Before they made wine, Vincent Garreta worked in environmental research and Aurelie was a postal worker. The pivot was not accidental: Vincent's grandmother had once kept vines, and her memory of that life never quite left him. The couple threw themselves into learning, then in 2014 they leased 3.5 hectares of organic vines near Gordes in the Luberon, in a landscape of white limestone and lavender fields at the foot of the Monts de Vaucluse. They called themselves Les Maou, a term of endearment in the local dialect.
The Region and Vineyards
Today they farm 10 hectares spread across alluvial clay and sand plots in the valley and steeper limestone slopes higher up toward the Monts de Vaucluse. The estate sits within the Ventoux appellation but also produces Vaucluse IGP wines.

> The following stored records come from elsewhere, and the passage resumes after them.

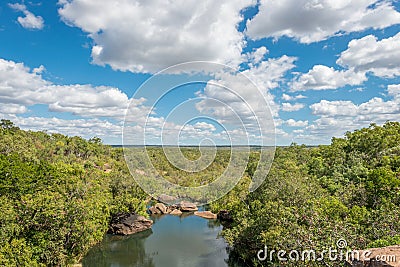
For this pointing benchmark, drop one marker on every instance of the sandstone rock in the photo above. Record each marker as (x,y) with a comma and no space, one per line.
(187,206)
(154,211)
(166,198)
(176,212)
(129,223)
(206,214)
(224,215)
(161,207)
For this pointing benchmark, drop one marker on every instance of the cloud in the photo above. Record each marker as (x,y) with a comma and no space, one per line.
(368,54)
(294,123)
(29,21)
(288,107)
(315,20)
(337,117)
(287,97)
(20,87)
(243,100)
(321,77)
(147,36)
(362,56)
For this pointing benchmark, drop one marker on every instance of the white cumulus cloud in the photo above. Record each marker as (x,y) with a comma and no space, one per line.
(315,20)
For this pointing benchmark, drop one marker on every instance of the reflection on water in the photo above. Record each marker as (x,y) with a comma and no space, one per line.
(173,242)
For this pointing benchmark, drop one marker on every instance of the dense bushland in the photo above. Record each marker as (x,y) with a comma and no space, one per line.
(57,194)
(313,197)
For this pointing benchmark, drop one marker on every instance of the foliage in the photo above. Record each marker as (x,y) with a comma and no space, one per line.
(312,197)
(57,194)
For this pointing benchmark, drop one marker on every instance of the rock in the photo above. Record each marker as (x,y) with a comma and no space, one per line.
(206,214)
(176,212)
(129,223)
(161,207)
(187,206)
(166,198)
(153,210)
(376,257)
(224,215)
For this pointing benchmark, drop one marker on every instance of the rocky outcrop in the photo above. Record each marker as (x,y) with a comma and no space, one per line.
(154,211)
(187,206)
(176,212)
(376,257)
(166,198)
(206,214)
(224,215)
(183,206)
(129,223)
(161,207)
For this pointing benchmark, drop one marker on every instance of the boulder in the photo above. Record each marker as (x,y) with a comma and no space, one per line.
(376,257)
(176,212)
(154,211)
(166,198)
(129,223)
(206,214)
(224,215)
(161,207)
(187,206)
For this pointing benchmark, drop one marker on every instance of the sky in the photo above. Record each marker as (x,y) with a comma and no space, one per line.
(189,72)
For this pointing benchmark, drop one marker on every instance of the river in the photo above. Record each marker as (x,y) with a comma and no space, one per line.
(173,241)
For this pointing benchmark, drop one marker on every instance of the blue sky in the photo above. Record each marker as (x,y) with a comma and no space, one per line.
(303,71)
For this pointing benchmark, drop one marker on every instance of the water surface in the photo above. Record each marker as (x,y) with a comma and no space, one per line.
(173,241)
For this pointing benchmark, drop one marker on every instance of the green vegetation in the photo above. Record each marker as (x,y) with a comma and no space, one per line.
(58,193)
(313,197)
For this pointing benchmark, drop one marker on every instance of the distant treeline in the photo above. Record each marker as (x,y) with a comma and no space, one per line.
(58,193)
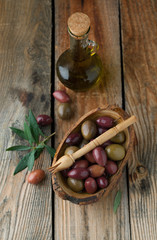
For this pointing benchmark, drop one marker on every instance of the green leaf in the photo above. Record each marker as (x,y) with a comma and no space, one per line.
(22,164)
(50,150)
(18,148)
(35,129)
(19,132)
(117,201)
(31,159)
(28,133)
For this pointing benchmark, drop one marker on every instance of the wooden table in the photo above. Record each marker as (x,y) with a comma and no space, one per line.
(32,35)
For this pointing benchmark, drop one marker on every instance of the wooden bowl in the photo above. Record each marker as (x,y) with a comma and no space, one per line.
(59,183)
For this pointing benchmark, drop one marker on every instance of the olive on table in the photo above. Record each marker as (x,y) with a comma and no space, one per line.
(119,138)
(71,150)
(44,120)
(102,182)
(88,129)
(61,96)
(65,111)
(100,156)
(75,184)
(96,170)
(36,176)
(111,167)
(78,173)
(81,164)
(105,122)
(73,139)
(89,157)
(115,152)
(90,185)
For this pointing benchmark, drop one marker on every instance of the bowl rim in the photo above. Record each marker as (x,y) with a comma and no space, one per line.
(91,198)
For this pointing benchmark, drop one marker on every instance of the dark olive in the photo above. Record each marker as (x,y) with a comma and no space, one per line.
(115,152)
(88,130)
(44,120)
(73,139)
(90,185)
(64,111)
(105,122)
(78,173)
(102,182)
(119,138)
(75,184)
(71,150)
(111,167)
(100,156)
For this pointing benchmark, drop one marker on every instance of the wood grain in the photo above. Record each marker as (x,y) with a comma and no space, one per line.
(25,55)
(95,221)
(139,31)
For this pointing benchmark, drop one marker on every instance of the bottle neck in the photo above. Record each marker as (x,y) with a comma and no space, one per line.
(79,48)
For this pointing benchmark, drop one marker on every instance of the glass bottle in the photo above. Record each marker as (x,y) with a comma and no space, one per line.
(80,67)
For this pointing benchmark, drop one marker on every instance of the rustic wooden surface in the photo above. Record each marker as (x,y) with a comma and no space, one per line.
(126,32)
(25,60)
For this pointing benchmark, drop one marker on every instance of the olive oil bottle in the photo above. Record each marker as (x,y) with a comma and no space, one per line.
(80,67)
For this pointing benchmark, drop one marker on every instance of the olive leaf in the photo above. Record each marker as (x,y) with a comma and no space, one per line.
(19,132)
(18,148)
(50,150)
(117,201)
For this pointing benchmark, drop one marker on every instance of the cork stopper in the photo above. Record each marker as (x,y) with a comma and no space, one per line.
(78,23)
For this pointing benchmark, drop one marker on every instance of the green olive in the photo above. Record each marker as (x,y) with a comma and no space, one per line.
(115,152)
(75,184)
(71,150)
(64,111)
(88,130)
(119,138)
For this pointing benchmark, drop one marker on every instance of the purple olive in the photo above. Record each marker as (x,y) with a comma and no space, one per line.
(102,182)
(61,96)
(43,120)
(74,139)
(81,164)
(100,156)
(90,185)
(78,173)
(96,170)
(105,122)
(89,157)
(111,167)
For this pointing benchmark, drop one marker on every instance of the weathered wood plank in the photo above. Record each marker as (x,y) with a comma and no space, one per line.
(25,60)
(95,221)
(139,30)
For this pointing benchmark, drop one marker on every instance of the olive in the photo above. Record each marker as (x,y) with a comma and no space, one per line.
(75,184)
(73,139)
(111,167)
(64,111)
(89,157)
(36,176)
(105,122)
(100,156)
(115,152)
(81,164)
(44,120)
(88,130)
(119,138)
(78,173)
(71,150)
(90,185)
(96,170)
(102,182)
(61,96)
(83,143)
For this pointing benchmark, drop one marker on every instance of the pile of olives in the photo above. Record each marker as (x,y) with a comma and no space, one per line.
(93,171)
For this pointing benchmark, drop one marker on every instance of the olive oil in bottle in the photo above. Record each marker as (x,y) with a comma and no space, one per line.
(79,68)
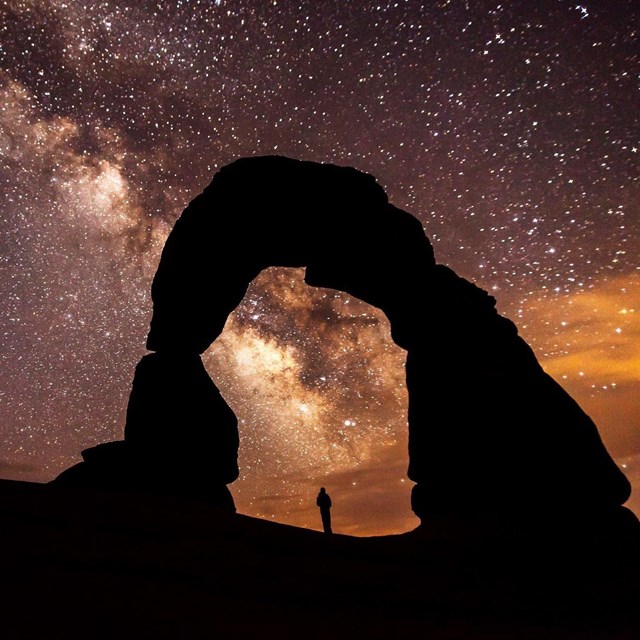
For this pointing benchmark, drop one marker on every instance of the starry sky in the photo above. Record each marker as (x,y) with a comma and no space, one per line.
(510,129)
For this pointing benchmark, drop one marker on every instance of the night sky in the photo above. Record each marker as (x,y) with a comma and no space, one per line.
(510,129)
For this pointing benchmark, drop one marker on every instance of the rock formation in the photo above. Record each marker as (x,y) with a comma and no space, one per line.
(488,429)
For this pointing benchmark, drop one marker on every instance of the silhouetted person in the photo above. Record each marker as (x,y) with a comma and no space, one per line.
(324,502)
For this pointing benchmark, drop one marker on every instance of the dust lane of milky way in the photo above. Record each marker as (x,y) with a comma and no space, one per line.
(509,129)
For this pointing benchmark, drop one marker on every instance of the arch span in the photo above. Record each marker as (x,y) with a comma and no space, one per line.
(488,429)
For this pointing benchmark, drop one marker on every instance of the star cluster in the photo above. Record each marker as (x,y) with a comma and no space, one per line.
(509,128)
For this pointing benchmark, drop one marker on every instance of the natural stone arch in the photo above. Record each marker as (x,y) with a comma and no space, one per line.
(488,429)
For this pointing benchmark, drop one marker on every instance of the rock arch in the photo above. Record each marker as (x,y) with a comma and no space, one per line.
(488,429)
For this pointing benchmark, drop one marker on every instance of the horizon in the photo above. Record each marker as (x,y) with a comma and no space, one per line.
(506,131)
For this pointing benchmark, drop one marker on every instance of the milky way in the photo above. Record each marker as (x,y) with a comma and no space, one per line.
(510,129)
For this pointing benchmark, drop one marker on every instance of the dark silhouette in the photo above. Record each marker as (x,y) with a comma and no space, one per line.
(324,502)
(489,430)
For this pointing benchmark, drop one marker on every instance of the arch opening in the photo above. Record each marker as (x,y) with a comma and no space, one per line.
(318,387)
(489,430)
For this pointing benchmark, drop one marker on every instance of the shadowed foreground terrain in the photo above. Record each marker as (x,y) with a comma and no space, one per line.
(105,565)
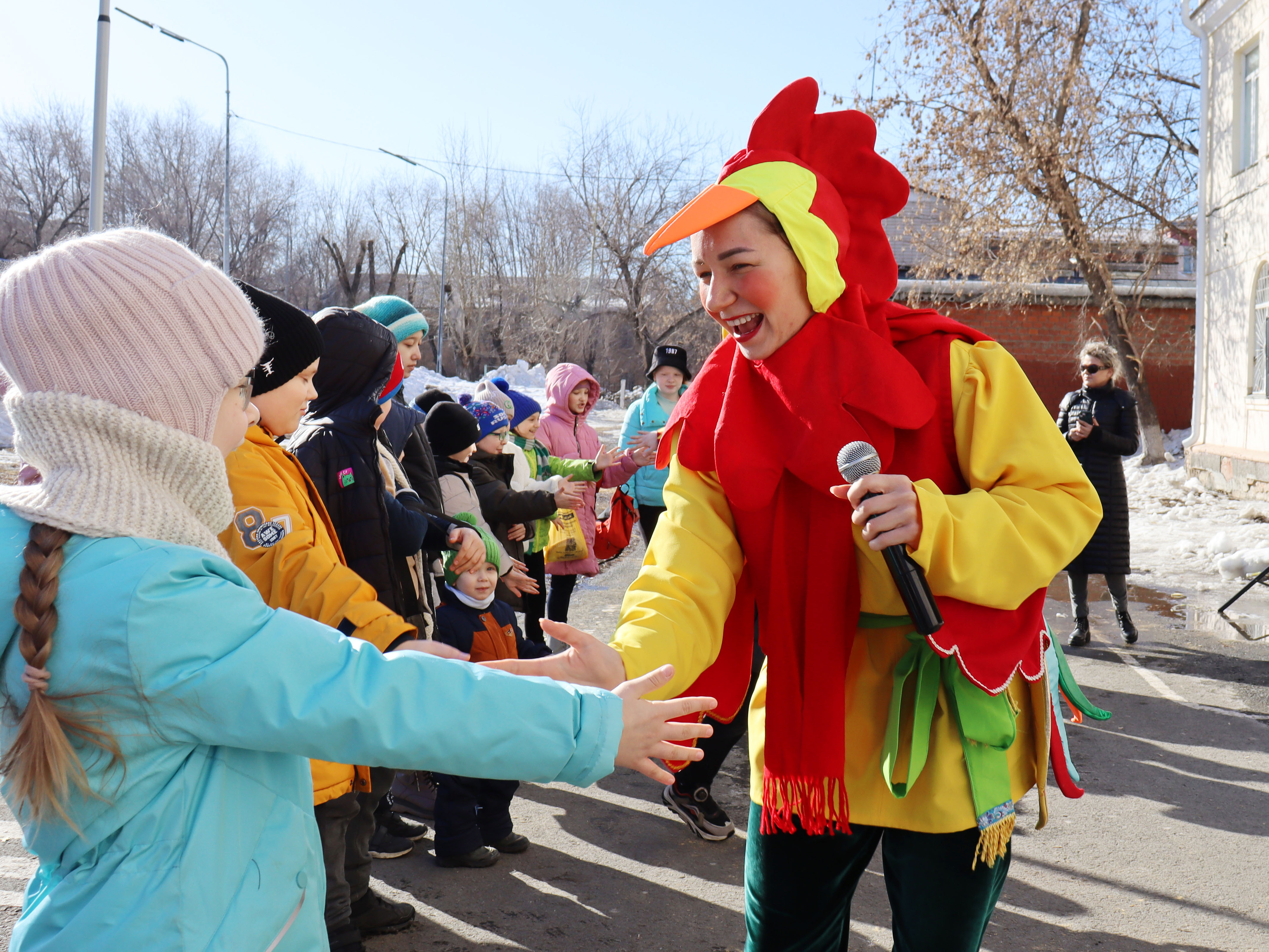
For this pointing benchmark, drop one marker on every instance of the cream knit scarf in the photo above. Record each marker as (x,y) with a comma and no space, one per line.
(108,472)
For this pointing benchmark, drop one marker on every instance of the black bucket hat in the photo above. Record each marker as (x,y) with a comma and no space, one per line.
(670,356)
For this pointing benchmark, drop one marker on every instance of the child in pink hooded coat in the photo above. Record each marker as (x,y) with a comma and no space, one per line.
(568,436)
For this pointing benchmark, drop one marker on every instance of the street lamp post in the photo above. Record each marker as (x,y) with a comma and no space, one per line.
(445,239)
(225,237)
(97,181)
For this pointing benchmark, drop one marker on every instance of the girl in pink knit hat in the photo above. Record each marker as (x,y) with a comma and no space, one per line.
(572,395)
(162,715)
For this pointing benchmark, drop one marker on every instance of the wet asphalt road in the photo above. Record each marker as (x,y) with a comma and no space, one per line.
(1167,850)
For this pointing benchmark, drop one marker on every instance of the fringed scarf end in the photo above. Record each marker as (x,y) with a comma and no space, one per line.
(818,803)
(995,829)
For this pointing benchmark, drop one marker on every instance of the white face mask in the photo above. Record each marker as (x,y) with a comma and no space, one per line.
(480,605)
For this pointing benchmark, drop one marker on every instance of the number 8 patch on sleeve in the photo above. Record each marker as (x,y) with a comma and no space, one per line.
(258,532)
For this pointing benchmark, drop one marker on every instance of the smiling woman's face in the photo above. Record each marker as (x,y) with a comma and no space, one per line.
(752,283)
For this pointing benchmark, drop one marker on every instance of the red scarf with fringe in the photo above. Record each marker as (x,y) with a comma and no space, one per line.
(771,431)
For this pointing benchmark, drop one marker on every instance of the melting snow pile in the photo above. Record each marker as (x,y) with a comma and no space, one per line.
(1187,535)
(531,381)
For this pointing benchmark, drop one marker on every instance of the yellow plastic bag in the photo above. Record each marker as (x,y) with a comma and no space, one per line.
(567,542)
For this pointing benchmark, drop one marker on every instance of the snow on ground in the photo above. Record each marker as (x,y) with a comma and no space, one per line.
(606,418)
(530,381)
(1186,536)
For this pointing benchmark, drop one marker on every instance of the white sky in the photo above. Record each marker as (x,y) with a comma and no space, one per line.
(404,75)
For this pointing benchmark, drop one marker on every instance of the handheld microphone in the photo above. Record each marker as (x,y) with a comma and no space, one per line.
(856,461)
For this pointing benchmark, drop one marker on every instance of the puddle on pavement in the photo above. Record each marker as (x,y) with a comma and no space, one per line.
(1160,603)
(1229,628)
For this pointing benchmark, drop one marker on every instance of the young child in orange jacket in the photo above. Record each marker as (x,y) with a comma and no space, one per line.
(473,815)
(283,540)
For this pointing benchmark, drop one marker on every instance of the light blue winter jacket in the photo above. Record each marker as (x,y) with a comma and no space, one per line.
(646,414)
(207,839)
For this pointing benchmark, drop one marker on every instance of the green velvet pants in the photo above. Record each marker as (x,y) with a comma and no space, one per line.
(799,888)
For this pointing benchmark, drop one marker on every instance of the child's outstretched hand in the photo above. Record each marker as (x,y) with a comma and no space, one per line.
(587,662)
(648,729)
(569,496)
(606,457)
(433,648)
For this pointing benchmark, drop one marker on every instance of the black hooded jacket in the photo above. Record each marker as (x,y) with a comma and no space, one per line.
(1101,455)
(337,445)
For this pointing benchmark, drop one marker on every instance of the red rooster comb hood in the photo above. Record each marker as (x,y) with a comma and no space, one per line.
(823,178)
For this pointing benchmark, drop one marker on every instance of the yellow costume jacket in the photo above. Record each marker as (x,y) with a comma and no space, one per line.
(1028,512)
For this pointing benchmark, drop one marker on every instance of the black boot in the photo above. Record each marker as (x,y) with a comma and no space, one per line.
(1127,629)
(1080,637)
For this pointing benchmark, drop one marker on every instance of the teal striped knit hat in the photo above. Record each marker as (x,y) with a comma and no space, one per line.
(397,314)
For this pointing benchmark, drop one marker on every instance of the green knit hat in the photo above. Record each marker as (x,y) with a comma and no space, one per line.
(493,554)
(395,314)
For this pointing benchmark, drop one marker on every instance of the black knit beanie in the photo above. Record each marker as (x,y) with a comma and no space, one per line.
(450,428)
(291,339)
(432,397)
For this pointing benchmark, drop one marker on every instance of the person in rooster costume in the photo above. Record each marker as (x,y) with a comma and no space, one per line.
(862,733)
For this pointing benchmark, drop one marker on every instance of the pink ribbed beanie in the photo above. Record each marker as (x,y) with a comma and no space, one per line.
(131,318)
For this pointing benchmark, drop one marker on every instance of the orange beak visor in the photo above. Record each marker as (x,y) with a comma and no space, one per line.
(713,206)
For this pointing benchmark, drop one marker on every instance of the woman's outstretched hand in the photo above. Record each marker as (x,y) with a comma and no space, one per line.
(518,582)
(890,518)
(587,662)
(648,729)
(643,456)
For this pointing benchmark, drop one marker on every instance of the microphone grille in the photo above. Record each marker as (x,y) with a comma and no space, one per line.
(858,460)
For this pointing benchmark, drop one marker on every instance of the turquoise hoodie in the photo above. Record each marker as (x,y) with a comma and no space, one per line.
(207,841)
(646,414)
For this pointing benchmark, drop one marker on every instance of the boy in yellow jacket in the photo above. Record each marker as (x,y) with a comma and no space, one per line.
(282,539)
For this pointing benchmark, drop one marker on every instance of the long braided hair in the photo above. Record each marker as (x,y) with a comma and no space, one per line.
(42,763)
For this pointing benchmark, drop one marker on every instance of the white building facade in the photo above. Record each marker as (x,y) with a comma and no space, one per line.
(1229,448)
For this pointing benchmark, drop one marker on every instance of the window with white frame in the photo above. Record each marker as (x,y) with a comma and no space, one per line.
(1248,122)
(1261,332)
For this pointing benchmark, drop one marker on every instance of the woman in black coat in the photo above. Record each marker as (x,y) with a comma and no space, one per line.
(1101,423)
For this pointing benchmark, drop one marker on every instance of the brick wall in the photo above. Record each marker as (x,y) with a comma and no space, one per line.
(1046,341)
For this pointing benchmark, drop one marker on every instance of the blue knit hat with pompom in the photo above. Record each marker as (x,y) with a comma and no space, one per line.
(397,314)
(489,418)
(524,406)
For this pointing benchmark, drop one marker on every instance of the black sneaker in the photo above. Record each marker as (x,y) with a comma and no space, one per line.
(385,846)
(478,860)
(375,916)
(1127,629)
(1080,637)
(402,827)
(700,812)
(512,843)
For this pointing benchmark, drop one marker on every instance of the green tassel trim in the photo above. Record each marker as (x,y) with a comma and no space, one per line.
(1074,695)
(988,727)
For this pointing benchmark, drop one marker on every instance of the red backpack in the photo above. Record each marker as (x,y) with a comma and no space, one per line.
(613,533)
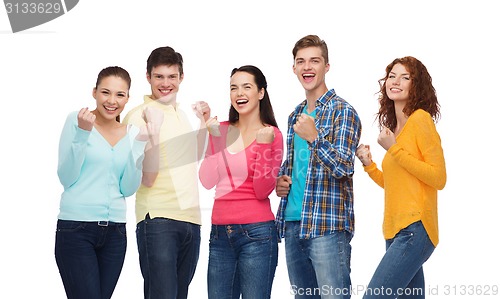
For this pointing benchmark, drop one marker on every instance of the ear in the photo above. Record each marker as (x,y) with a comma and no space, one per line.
(262,92)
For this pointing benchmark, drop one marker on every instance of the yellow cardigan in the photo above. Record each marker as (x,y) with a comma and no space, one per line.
(413,171)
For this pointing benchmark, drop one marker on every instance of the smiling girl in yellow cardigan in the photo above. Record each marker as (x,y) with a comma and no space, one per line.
(413,170)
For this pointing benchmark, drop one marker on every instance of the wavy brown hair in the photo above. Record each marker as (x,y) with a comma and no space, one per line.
(422,94)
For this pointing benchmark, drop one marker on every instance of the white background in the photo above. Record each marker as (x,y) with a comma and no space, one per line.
(50,70)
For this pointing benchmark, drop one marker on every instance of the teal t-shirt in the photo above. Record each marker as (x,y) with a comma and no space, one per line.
(301,155)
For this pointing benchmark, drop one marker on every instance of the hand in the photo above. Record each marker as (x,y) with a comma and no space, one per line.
(153,118)
(364,155)
(86,119)
(265,135)
(283,185)
(386,138)
(202,110)
(169,99)
(149,132)
(213,126)
(305,127)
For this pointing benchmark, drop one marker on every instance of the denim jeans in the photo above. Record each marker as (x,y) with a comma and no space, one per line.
(242,260)
(318,267)
(90,257)
(168,255)
(400,273)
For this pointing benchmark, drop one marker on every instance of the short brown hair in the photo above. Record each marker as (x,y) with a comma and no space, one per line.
(311,41)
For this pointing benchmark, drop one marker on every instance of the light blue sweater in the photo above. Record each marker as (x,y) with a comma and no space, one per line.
(96,176)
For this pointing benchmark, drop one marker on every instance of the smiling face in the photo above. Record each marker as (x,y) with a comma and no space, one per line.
(310,68)
(244,93)
(165,81)
(398,83)
(111,95)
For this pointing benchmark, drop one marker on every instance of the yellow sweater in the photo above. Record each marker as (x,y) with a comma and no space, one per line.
(413,171)
(174,194)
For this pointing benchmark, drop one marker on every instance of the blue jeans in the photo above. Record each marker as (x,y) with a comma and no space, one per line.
(242,260)
(400,273)
(318,267)
(90,257)
(168,255)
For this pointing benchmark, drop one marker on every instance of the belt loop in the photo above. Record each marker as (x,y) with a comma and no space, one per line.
(103,223)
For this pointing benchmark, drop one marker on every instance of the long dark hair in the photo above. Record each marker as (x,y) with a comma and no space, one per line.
(422,94)
(114,71)
(265,108)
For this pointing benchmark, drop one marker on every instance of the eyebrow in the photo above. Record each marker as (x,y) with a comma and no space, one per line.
(403,74)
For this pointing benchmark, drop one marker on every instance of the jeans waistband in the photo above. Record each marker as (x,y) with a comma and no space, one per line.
(98,223)
(242,226)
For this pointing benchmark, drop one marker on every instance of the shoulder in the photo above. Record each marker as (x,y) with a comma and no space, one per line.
(421,114)
(422,120)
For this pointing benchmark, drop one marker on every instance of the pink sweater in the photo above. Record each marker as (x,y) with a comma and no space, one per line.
(243,180)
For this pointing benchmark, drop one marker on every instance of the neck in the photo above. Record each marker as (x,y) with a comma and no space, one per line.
(314,94)
(103,122)
(400,116)
(249,121)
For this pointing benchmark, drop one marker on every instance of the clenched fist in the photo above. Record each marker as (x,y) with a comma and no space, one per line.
(304,127)
(86,119)
(265,135)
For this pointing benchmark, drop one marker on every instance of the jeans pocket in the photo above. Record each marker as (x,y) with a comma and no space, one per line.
(122,229)
(259,233)
(68,226)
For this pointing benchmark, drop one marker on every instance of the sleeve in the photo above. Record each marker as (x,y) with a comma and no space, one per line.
(375,174)
(285,166)
(72,151)
(431,170)
(209,169)
(267,165)
(132,175)
(337,157)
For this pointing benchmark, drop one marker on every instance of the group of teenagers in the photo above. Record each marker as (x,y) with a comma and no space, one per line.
(155,153)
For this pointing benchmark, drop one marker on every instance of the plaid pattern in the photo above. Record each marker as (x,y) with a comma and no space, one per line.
(328,198)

Many of the older plots were already farming organically before certification; the Garretas obtained official organic status in 2014. Elevations vary across the parcels, giving them a range of ripening speeds and aromatic profiles to work with.
Farming and Varieties
The Garretas grow an unusually wide range of grapes: Grenache, Cinsault, Carignan, Syrah, Alicante Bouschet, Aubun, Grenache Blanc, Clairette, Carignan Blanc, Terret Blanc, and Gros Vert, among others. The diversity is deliberate, both to capture the breadth of the local tradition and to hedge against climatic variability. Cover crops fix nitrogen and store carbon between the rows; no synthetic treatments are used.
Winemaking and the Wines
In the cellar, the Garretas keep things straightforward: semi-carbonic maceration for most reds, direct pressing for whites and roses, and fermentation in concrete and stainless steel tanks with indigenous yeasts. Wines receive a minimal sulfur addition only at bottling when conditions require it, and are bottled without fining or filtration. The range includes Entre Chats, Au P'tit Bonheur, Vaste Programme, and a petillant naturel, all built on fruit clarity and the mineral backbone of their Luberon soils.